The earthquakes and tsunami floods are breeding grounds for many a prophet.  A thousand may fall at our side and ten thousand at our right hand, but we are preserved for a special purpose in God.

The true prophet is bereft of personal agenda.  He is not allowed to have a life of his own.  God instructed Hosea to marry a prostitute in order to send through him the message of Israel’s unfaithfulness and harlotry.  Jeremiah was denied the comforts of marriage. 

Ezekiel was bereaved of his beloved wife as a sign to Israel.  Isaiah also had his message written on the papyrus of his life.  He says: “Behold, I and the children whom the LORD has given me are for signs and for wonders in Israel.” (Isaiah 8:18).

Proverbial Jonah

One day, after reading the prophets far into the night, I finally told the Lord I was going to bed.  But not before engaging him on the mind-boggling issue of Jonah.  I said: “Father, how did you keep a man alive in the belly of a fish? Your ways are truly unsearchable.”

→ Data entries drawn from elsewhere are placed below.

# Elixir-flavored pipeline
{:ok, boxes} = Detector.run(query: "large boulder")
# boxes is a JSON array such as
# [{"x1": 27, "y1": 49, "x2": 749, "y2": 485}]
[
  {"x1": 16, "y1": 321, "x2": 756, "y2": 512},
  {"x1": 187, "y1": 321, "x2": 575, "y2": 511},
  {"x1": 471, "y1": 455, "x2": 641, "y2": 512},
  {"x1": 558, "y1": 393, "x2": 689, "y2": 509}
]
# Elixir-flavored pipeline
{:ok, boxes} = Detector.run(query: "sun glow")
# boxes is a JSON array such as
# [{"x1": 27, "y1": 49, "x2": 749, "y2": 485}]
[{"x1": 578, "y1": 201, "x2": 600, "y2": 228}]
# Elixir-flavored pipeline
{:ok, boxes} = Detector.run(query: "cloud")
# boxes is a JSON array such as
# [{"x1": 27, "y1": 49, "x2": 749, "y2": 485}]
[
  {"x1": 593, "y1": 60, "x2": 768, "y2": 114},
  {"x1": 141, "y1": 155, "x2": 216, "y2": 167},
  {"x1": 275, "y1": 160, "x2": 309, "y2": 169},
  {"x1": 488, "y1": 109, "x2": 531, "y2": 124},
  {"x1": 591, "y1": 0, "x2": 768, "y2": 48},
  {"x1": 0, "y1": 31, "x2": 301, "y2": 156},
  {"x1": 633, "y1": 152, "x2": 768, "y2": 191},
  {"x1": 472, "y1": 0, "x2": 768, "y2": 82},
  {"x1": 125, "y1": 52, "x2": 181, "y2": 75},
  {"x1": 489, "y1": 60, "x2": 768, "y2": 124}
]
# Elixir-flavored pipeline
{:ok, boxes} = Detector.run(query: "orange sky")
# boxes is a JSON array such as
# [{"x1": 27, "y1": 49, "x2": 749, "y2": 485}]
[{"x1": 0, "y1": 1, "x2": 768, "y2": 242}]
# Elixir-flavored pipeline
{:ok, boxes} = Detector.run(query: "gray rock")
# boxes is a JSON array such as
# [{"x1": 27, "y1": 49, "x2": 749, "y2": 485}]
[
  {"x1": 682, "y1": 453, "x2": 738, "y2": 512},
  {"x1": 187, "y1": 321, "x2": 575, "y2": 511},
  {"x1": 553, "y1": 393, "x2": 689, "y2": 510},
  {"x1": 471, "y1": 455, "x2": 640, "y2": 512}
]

I went upstairs to my bedroom.  As soon as my body touched the bed, the heavens were opened.  To my astonishment, I found myself under the sea-bed, enclosed in an air bubble.  I watched as the procession of an incredible array of fishes of different designs and architecture floated past, all in supernaturally deep colours; brightly lit by incandescent light. 

There I was, a proverbial Jonah in the belly of a fish.  The message was simple even though I was slow, as usual, on the uptake.  When God calls you as a prophet to preach to Nineveh, you don’t decline and go to Tarshish instead.

Healing Stripes

The life of a prophet is his ministry.  God requires the two to be identical.  He said to me: “Femi, nothing that will ever happen to you will be coincidental.  Nothing will ever happen to you by happenstance.  Everything that will happen in your life will happen for a reason.”

Therefore, if a lady is called to a healing ministry, ask her what major sickness has ever befallen her.  At any rate, there must have been a miracle healing in her life.  If a man claims to be in a deliverance ministry, ask him how many demons came out of him. 

The prophet’s messages come out of his life.  They are fashioned from his day-to-day experiences.  They are the product of the strange, painful and exacting ways whereby God touches every facet of our lives and brings us to nothing. 

But more than anything else, a true prophet is a burden-bearer.  We are weighed down by the transgressions we decry; frustrated in the knowledge that few will believe our report. 

Isaiah writes: “Surely he has borne our griefs and carried our sorrows; yet we esteemed him stricken, smitten by God, and afflicted.  But he was wounded for our transgressions, he was bruised for our iniquities; the chastisement for our peace was upon him, and by his stripes we are healed.” (Isaiah 53:4-5).

This scripture is messianic.  But it is also referring to the prophetic ministry in general.  I used to read messianic scriptures and relate them exclusively to Christ.  Until one day, the Lord spoke one directly to me.  I thought: “But this is talking about Jesus.”  But the Lord said to me: “Femi, it is also talking about you.” 

I presumed it meant I would travel the world as an itinerant preacher, but that was not the Lord’s intention.  Fifteen years after I received the word, the World Wide Web came of age and I started writing articles of faith on internet posts.  Suddenly, I discovered I could be an itinerant preacher even while sitting in my bedroom.

If you are reading this, then this scripture the Lord spoke into my life is fulfilled in your hearing:

“Listen, O coastlands, to me, and take heed, you peoples from afar! The LORD has called me from the womb; from the matrix of my mother he has made mention of my name.  And he has made my mouth like a sharp sword; in the shadow of his hand he has hidden me, and made me a polished shaft; in his quiver he has hidden me.  And he said to me, ‘You are my servant, O Israel, in whom I will be glorified’” (Isaiah 49:1-3).